I frowned at him. "What?" Marks were metaphysical connections. I shared them with both Jean-Claude and Richard.
"I don't know what number, but it's a mark. It's not the first, maybe not even the second. Maybe the third? I've never had a human servant, or an animal to call. I've never been part of a triumvirate. You have, so you tell me."
"Us," Nathaniel said, in that breathy, scared voice.
I looked into those wide lavender eyes. He was waiting for me to make this better. The problem was, I didn't know how. I didn't know how it had begun, so how could I end it? I turned away from the utter trust in his face, because I couldn't think looking into his eyes. I tried to think back to the third mark. There had been a sharing of memories, but it had been benign. Glimpses of Jean-Claude feeding on perfumed wrists, sex with women wearing way too many undergarments; Richard running in wolf form in the forest, the rich world of scent that he had in that form. They had all been sensual, but safe memories. It had never occurred to me to ask either of them what memories they'd gotten from me. I probably didn't want to know.
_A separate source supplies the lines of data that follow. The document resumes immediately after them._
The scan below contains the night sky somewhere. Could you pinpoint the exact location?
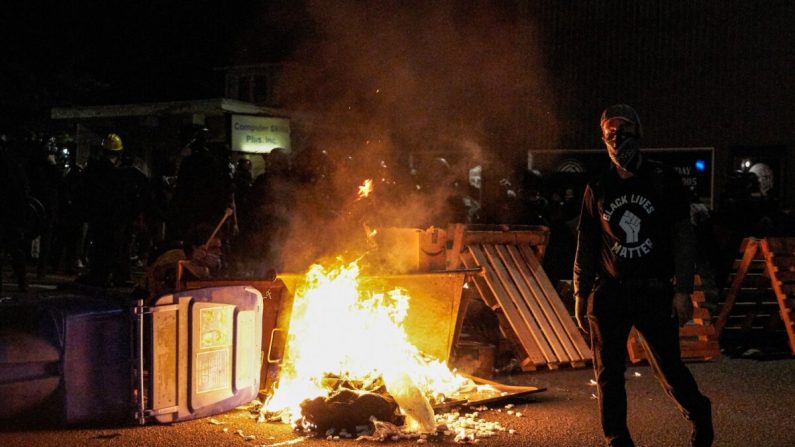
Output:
[0,0,311,127]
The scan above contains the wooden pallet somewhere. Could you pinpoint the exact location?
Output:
[627,275,720,363]
[461,235,593,371]
[715,238,795,354]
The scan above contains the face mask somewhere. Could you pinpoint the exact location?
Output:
[605,132,640,172]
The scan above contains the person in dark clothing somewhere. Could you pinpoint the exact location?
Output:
[50,149,83,274]
[169,126,234,240]
[78,133,129,287]
[574,104,714,446]
[28,138,62,279]
[0,138,28,294]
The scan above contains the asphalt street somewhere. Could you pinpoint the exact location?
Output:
[0,357,795,447]
[0,272,795,447]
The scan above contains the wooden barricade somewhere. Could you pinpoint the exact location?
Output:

"Third mark, I think. Though with Jean-Claude in charge it was just flashes of memory; mostly sensual, nothing too serious. Why are we trapped in therapy hell?"
"What did you think of just before the memories began?" Damian asked.
"Death," I said, "I was thinking about death, I don't know why."
"Then think of something else, quickly." His voice held a hint of panic, and I could feel why. I could feel that door in my head beginning to bow outward as if it were melting. I knew that when it went, we better have a plan.
"I didn't try to mark anybody," I said.
"Do you know how to stop it?" he asked.
"No," I said.
"Then think of something else, something better."
"Think happy thoughts," Nathaniel said.